Again, it’s entirely common for trauma victims to not remember large chunks (or the whole thing) of the trauma event. So why should their dreams be stunningly accurate? What we remember are feelings. Real strong feelings.

You cannot go wrong if you write your trauma dream around feelings, not a specific event.

4) If you present trauma dreams as expressions of themes, you can let go of the trauma dream as an exposition dump/way overused suspense trope.

You know you’ve read this: MC has dreams that are a shot-by-shot retelling of Traumatic Event that always cut off right before Traumatic Event, so that the Big Reveal must happen by a discovery later in the novel. 

If I were the MC in a book, the easy and common thing would be to use the “dream sequence” as an expository retelling of Traumatic Event as a way to give some backstory to why I might be surly, mistrustful, afraid to try something new, whatever, and to clumsily shoehorn in suspense where there doesn’t need to be.

The much more interesting thing might be if my dreams were inconsistent in content but consistent in theme. In one I’m on an alien planet (because I fell asleep watching the Science Channel again) and the ground opens up and I fall into a pit from which I can’t escape because I am helpless. In another a man is watching me while I sleep where I am again frozen and helpless. This would force the reader to think: what is the recurring issue in these dreams? Why is it important? What is this telling me about this character and what happened to her? 

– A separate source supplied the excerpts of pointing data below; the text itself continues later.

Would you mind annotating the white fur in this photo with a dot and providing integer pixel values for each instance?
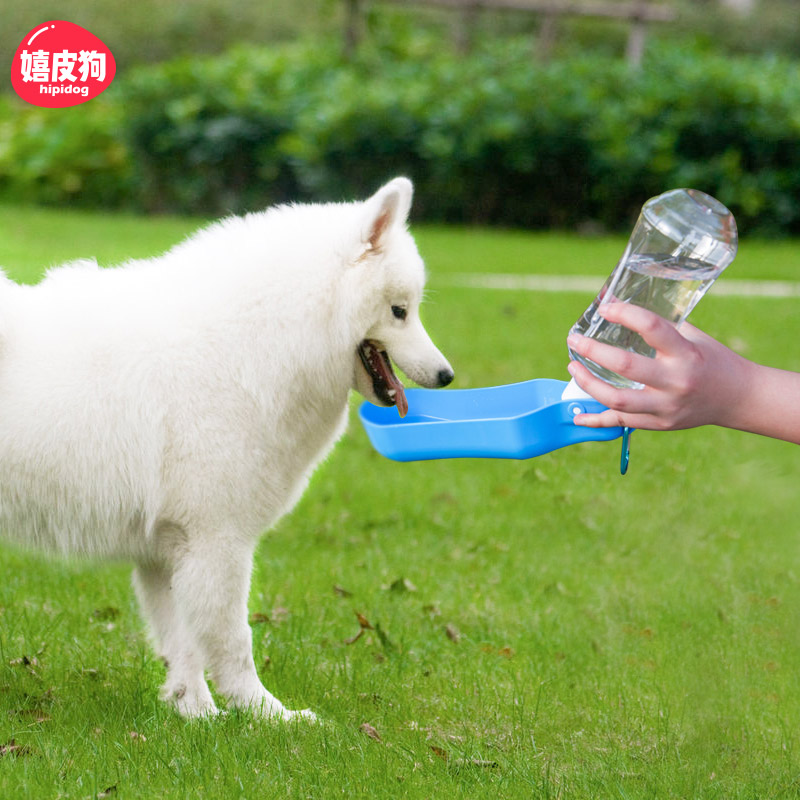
(169, 410)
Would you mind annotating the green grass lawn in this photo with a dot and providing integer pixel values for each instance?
(541, 629)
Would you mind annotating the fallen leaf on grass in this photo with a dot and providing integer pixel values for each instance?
(364, 622)
(387, 643)
(474, 762)
(402, 585)
(11, 748)
(441, 752)
(370, 731)
(105, 614)
(30, 663)
(354, 639)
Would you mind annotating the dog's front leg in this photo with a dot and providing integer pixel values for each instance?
(211, 582)
(185, 687)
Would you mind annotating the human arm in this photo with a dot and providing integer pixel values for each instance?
(692, 380)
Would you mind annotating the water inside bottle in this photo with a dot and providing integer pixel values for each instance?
(668, 285)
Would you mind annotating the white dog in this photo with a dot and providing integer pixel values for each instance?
(170, 410)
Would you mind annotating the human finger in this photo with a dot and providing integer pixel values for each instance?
(633, 366)
(626, 401)
(659, 333)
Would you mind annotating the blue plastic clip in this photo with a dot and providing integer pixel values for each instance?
(625, 458)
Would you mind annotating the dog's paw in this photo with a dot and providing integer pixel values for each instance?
(190, 704)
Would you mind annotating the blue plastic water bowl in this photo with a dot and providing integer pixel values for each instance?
(520, 420)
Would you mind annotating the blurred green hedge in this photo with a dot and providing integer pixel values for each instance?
(495, 138)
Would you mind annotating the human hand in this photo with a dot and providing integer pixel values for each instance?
(692, 380)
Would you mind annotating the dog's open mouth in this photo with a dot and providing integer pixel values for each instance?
(385, 383)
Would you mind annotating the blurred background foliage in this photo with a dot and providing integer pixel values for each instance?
(222, 108)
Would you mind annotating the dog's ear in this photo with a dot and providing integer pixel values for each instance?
(387, 208)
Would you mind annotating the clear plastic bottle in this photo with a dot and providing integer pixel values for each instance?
(682, 241)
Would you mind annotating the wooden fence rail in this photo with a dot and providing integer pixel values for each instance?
(639, 13)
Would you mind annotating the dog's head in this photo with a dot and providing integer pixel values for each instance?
(390, 266)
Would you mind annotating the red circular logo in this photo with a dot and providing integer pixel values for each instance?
(60, 64)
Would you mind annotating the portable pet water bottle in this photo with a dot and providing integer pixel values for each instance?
(682, 241)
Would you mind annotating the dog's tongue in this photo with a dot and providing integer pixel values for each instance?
(387, 373)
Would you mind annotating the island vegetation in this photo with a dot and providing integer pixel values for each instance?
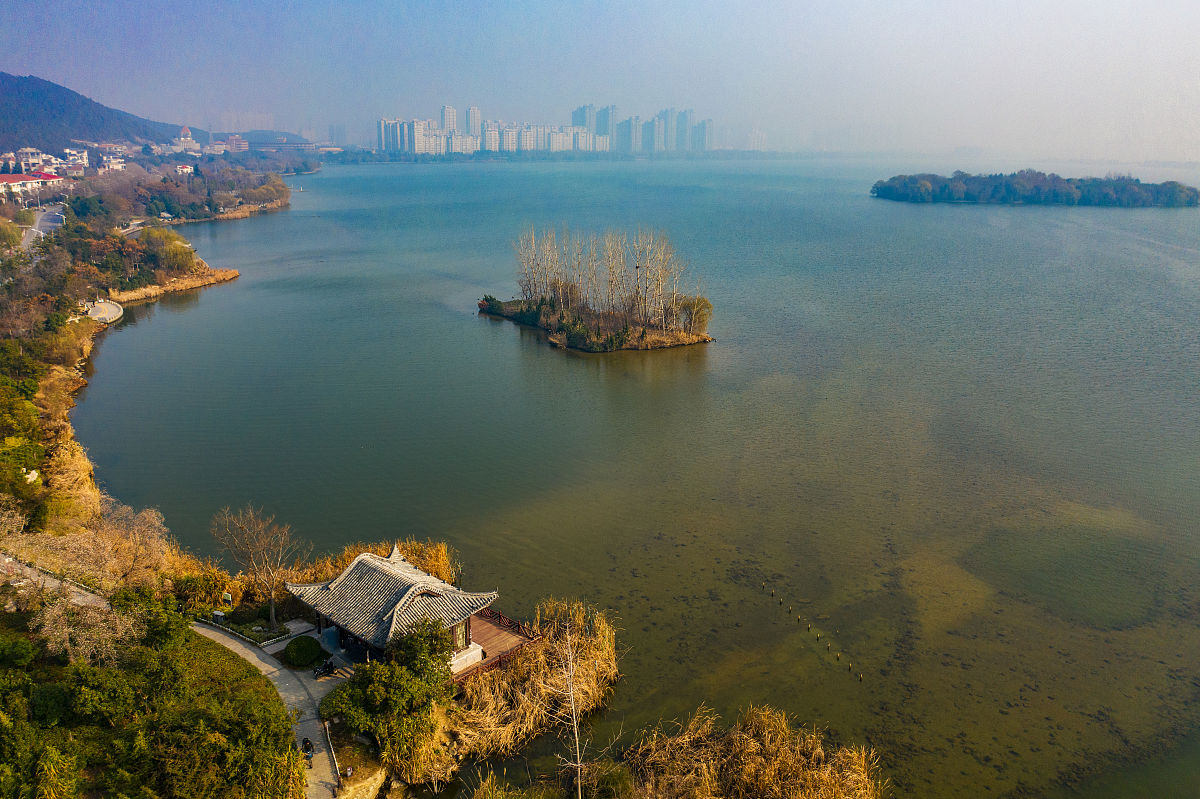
(604, 293)
(121, 698)
(1031, 187)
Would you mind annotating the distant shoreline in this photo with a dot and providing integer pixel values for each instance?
(1032, 187)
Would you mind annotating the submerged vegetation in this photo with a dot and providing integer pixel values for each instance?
(605, 293)
(1031, 187)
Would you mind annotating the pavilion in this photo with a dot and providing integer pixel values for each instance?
(377, 598)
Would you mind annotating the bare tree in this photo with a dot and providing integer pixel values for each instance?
(267, 551)
(12, 520)
(567, 655)
(138, 541)
(93, 634)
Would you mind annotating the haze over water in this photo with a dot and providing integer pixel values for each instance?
(961, 442)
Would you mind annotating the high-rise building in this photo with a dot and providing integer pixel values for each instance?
(509, 139)
(491, 138)
(585, 116)
(629, 134)
(388, 136)
(669, 118)
(654, 134)
(606, 122)
(683, 130)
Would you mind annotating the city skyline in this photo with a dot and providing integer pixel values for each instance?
(1065, 78)
(591, 130)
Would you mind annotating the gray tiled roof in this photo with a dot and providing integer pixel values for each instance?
(377, 598)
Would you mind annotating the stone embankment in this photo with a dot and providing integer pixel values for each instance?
(208, 276)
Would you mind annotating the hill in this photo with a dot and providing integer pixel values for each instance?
(46, 115)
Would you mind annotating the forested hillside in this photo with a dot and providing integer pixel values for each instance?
(45, 115)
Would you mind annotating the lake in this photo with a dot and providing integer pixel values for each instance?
(963, 443)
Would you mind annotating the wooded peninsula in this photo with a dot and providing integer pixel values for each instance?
(604, 293)
(1031, 187)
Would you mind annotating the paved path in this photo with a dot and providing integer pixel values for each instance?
(299, 691)
(105, 311)
(45, 221)
(15, 570)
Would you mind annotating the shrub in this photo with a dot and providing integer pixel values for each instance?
(301, 652)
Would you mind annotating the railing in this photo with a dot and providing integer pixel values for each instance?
(501, 620)
(490, 665)
(333, 754)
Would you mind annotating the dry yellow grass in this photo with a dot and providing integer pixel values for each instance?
(436, 558)
(762, 756)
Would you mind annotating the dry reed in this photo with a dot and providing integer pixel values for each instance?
(502, 709)
(761, 756)
(435, 558)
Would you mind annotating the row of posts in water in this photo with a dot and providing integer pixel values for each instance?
(850, 666)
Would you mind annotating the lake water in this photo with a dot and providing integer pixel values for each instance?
(963, 443)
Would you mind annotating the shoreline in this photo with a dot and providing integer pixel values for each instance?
(155, 290)
(240, 212)
(67, 472)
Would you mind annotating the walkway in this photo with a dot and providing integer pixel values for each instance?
(105, 311)
(15, 571)
(45, 221)
(299, 691)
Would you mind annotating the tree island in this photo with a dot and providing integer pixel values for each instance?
(1031, 187)
(604, 293)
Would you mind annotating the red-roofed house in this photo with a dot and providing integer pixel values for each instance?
(22, 185)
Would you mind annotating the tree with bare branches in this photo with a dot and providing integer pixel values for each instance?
(265, 551)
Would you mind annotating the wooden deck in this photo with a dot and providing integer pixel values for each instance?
(501, 638)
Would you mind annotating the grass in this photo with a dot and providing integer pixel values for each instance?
(353, 752)
(220, 673)
(762, 756)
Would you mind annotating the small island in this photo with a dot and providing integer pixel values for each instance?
(604, 293)
(1031, 187)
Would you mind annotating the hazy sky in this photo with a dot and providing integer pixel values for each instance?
(1041, 79)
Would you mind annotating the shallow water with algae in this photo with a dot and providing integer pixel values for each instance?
(959, 444)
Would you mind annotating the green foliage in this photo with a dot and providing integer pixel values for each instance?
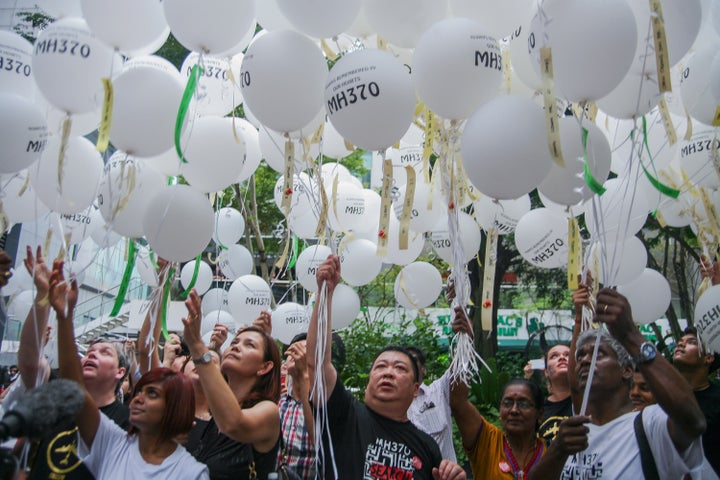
(363, 340)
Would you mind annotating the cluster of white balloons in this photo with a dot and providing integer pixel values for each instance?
(476, 65)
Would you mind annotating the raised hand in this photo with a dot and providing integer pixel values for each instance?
(329, 272)
(192, 323)
(38, 270)
(5, 266)
(62, 294)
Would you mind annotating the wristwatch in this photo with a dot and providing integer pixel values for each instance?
(647, 353)
(204, 358)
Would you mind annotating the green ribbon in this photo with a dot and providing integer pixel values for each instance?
(293, 259)
(595, 186)
(659, 186)
(166, 295)
(184, 105)
(194, 279)
(120, 299)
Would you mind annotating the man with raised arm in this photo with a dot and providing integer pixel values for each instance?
(374, 439)
(607, 443)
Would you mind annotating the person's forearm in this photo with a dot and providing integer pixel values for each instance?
(68, 358)
(673, 393)
(31, 335)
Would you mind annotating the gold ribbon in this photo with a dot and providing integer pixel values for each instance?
(385, 206)
(489, 279)
(407, 208)
(573, 253)
(289, 176)
(661, 52)
(106, 117)
(552, 125)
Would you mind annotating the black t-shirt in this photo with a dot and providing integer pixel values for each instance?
(553, 414)
(709, 401)
(56, 457)
(226, 458)
(367, 445)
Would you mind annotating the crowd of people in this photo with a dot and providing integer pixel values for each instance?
(615, 408)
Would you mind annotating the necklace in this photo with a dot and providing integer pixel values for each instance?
(519, 471)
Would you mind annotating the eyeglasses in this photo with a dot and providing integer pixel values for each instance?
(522, 404)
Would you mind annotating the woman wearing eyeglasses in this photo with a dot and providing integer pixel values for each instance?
(500, 453)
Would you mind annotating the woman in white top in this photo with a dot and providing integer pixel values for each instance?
(161, 410)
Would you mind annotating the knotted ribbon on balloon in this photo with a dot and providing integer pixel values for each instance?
(125, 282)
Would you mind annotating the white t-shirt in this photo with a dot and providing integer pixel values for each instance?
(115, 455)
(613, 451)
(430, 412)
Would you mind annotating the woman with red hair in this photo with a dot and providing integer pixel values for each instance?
(161, 410)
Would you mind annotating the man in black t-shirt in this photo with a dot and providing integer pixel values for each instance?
(104, 367)
(696, 368)
(374, 440)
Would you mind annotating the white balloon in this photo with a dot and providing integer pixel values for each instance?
(235, 261)
(248, 296)
(216, 94)
(229, 226)
(145, 266)
(213, 318)
(307, 264)
(359, 261)
(707, 318)
(620, 214)
(541, 238)
(468, 235)
(20, 201)
(503, 215)
(345, 306)
(253, 156)
(457, 66)
(82, 168)
(495, 161)
(147, 93)
(567, 185)
(587, 63)
(620, 263)
(203, 282)
(403, 21)
(650, 284)
(322, 19)
(127, 25)
(69, 65)
(178, 224)
(268, 63)
(23, 132)
(215, 299)
(224, 23)
(696, 84)
(16, 73)
(77, 227)
(695, 158)
(288, 320)
(369, 98)
(127, 186)
(418, 285)
(214, 157)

It could be a personal preference, but I’d rather see the Traumatic Event either told in narrative flashbacks (not dreams) or verbally retold by the character in question. Let the dreams tell me something deeper about the character. It’s not that I was beat up, it’s that I feel like a failure because of it. One of these things is a shallow factual detail, the other tells you something about me as a person that I’m sharing with you, gentle reader, because talking about this stuff is healthy.

5) The Traumatic Event doesn’t have to be a big secret. 

In Black Sails, we know what happened to Captain Flint’s partner. It happened in real time in the show. That didn’t make his uber disturbing dreams less disturbing or mysterious. Fans still debate exactly what the symbolism was and what they were telling us about James Flint in those moments. We do know from the dreams that he was disturbed, obsessed, and also monumentally guilty and blaming himself for what happened. 

The mystery was perhaps more heightened by the fact that the dreams weren’t direct reflections of reality. We know who this person was, what she believed, and why she died. That Flint is imagining her screaming silently in his ear is horrifying and discordant with what we know to be factual. This adds emotional complexity to his character and the decisions he’s making while suffering these dreams. 

^^^this didn’t happen. It was a dream. A real unsettling dream.

Once you let go of the concept of the trauma dream as a literal retelling and exposition dump, you have the entire dreamscape to work in other narrative elements, like symbolism, metaphor, foreshadowing, etc.